Search code examples
pysparkhbaseapache-phoenix

Spark 2.2.0 unable to connect to Phoenix 4.11.0 version in loading the table to DF


I'm using the below techstack and trying to connect Phoenix tables using PySpark code. I have downloaded the following jars from the url and tried executing the below code. In logs the connection to hbase is established but the console is stuck with out doing nothing. Please let me know if anybody encountered and fixed similar issue.

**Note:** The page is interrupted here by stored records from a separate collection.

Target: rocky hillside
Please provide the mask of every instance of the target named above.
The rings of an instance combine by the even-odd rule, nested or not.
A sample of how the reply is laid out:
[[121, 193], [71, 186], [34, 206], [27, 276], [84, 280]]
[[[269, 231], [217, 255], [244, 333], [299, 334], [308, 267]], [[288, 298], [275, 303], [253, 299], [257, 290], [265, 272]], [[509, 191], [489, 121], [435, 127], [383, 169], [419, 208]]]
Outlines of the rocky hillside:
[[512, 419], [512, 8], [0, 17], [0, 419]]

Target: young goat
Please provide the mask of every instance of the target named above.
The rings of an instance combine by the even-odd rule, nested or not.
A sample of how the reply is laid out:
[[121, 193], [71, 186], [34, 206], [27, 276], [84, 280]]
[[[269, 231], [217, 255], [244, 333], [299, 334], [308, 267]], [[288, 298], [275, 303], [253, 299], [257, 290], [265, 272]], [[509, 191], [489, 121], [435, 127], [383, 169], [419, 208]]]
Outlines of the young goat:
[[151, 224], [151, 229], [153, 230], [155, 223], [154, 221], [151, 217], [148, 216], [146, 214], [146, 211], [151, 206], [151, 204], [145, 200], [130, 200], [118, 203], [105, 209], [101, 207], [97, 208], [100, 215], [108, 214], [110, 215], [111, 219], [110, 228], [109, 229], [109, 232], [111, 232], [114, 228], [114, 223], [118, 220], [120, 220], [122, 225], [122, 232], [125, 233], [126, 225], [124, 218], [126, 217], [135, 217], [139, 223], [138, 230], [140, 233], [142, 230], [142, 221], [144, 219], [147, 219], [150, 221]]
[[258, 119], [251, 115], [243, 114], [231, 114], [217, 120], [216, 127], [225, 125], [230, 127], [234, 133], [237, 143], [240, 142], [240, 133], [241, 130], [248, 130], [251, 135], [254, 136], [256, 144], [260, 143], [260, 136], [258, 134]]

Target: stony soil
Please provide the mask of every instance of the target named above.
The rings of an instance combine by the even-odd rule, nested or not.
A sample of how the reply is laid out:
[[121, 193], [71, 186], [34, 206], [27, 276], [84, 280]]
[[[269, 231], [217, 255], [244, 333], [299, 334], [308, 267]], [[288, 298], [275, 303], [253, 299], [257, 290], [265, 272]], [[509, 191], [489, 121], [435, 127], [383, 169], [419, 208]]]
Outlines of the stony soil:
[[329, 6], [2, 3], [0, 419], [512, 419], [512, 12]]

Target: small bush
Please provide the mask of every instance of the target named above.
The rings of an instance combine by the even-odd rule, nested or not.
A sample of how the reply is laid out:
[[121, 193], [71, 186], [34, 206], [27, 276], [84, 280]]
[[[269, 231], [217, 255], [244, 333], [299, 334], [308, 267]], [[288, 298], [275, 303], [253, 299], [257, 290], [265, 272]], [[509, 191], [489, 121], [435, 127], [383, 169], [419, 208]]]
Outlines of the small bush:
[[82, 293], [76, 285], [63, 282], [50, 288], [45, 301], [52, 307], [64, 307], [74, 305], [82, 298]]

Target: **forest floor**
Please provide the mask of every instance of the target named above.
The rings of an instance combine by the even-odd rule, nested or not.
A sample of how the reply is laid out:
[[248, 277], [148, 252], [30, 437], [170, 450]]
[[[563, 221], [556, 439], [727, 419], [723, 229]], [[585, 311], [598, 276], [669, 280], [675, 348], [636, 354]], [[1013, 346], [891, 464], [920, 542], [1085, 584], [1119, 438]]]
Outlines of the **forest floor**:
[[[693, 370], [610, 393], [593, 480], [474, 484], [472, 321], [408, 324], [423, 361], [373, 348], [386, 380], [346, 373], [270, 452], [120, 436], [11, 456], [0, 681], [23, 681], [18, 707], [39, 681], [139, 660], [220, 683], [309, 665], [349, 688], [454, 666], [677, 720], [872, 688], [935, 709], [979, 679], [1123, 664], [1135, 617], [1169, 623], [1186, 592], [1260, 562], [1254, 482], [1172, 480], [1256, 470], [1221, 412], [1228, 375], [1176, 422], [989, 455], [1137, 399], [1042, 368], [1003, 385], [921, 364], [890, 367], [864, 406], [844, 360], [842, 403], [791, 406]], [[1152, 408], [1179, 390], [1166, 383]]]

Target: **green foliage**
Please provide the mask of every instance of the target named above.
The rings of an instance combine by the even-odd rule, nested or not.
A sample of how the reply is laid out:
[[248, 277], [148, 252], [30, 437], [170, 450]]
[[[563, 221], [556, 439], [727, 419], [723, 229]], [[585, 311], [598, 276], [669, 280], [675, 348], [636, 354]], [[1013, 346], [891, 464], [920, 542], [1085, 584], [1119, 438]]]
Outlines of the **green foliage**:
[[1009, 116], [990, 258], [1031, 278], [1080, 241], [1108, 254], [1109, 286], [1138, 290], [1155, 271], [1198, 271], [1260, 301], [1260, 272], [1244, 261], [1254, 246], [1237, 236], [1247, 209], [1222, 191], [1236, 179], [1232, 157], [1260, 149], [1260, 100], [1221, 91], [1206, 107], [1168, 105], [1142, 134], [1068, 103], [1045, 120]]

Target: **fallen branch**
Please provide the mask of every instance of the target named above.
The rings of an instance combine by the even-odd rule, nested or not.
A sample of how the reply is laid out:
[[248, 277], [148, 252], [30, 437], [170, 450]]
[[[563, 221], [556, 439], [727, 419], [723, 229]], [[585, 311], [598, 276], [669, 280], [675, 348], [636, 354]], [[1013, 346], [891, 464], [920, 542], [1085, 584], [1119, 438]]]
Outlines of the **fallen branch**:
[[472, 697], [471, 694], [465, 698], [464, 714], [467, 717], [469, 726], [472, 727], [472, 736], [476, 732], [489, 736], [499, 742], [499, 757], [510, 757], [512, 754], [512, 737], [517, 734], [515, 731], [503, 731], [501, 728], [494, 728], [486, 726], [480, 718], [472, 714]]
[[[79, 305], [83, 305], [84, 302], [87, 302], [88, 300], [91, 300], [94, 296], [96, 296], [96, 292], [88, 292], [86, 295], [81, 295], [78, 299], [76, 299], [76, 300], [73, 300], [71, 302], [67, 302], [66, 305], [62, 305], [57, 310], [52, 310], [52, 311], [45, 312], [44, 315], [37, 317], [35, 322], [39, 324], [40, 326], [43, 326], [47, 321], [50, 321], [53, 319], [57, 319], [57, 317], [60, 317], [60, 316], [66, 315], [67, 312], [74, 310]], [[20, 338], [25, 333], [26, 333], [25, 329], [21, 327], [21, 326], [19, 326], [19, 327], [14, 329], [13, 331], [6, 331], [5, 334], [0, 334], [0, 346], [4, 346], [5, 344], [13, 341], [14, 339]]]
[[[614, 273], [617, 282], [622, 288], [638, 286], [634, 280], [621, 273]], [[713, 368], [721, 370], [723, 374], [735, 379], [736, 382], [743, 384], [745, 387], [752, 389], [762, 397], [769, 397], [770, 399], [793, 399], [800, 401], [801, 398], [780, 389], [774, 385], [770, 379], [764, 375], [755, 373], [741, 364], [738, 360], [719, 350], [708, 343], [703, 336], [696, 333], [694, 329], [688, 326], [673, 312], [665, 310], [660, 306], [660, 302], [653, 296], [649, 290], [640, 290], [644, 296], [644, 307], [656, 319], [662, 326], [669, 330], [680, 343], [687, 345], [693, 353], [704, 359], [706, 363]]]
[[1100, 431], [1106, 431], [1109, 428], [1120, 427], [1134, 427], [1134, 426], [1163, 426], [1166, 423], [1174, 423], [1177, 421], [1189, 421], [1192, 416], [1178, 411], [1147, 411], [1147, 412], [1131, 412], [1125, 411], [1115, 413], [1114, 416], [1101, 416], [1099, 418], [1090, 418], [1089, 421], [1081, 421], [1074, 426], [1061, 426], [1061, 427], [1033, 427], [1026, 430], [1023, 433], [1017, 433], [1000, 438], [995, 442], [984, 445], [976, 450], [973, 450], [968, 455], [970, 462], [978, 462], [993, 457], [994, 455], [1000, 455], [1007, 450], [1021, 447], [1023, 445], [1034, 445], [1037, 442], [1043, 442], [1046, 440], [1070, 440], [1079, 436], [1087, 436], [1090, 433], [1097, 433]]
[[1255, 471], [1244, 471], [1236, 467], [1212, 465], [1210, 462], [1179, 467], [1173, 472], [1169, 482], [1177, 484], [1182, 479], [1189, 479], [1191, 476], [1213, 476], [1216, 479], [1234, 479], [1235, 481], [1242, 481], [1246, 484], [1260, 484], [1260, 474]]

https://mvnrepository.com/artifact/org.apache.phoenix/phoenix-spark/4.11.0-HBase-1.2

jars: phoenix-spark-4.11.0-HBase-1.2.jar phoenix-client.jar

Tech Stack all running in same host:

Apache Spark 2.2.0 Version

Hbase 1.2 Version

Phoenix 4.11.0 Version

Copied the hbase-site.xml in the folder path /spark/conf/hbase-site.xml.

Command executed ->

usr/local/spark> spark-submit phoenix.py --jars /usr/local/spark/jars/phoenix-spark-4.11.0-HBase-1.2.jar --jars /usr/local/spark/jars/phoenix-client.jar

Phoenix.py:

from pyspark import SparkContext, SparkConf
from pyspark.sql import SQLContext

conf = SparkConf().setAppName("pysparkPhoenixLoad").setMaster("local")
sc = SparkContext(conf=conf)
sqlContext = SQLContext(sc)

df = sqlContext.read.format("org.apache.phoenix.spark").option("table", 
"schema.table1").option("zkUrl", "localhost:2181").load()
df.show()

Error log: Hbase Connection is established, however in the console it is stuck and timing out error is thrown

18/07/30 12:28:15 WARN HBaseConfiguration: Config option "hbase.regionserver.lease.period" is deprecated. Instead, use "hbase.client.scanner.timeout.period"

18/07/30 12:28:54 INFO RpcRetryingCaller: Call exception, tries=10, retries=35, started=38367 ms ago, cancelled=false, msg=row 'SYSTEM:CATALOG,,' on table 'hbase:meta' at region=hbase:meta,,1.1588230740, hostname=master01,16020,1532591192223, seqNum=0


Solution

  • Take a look at these answers :

    Both of the issues happened in Java (with JDBC), but it looks like it's a similar issue here.

    Try to add ZooKeeper hostname (master01, as I see in the error message) to your /etc/hosts :

    127.0.0.1    master01
    

    if you are running all your stack locally.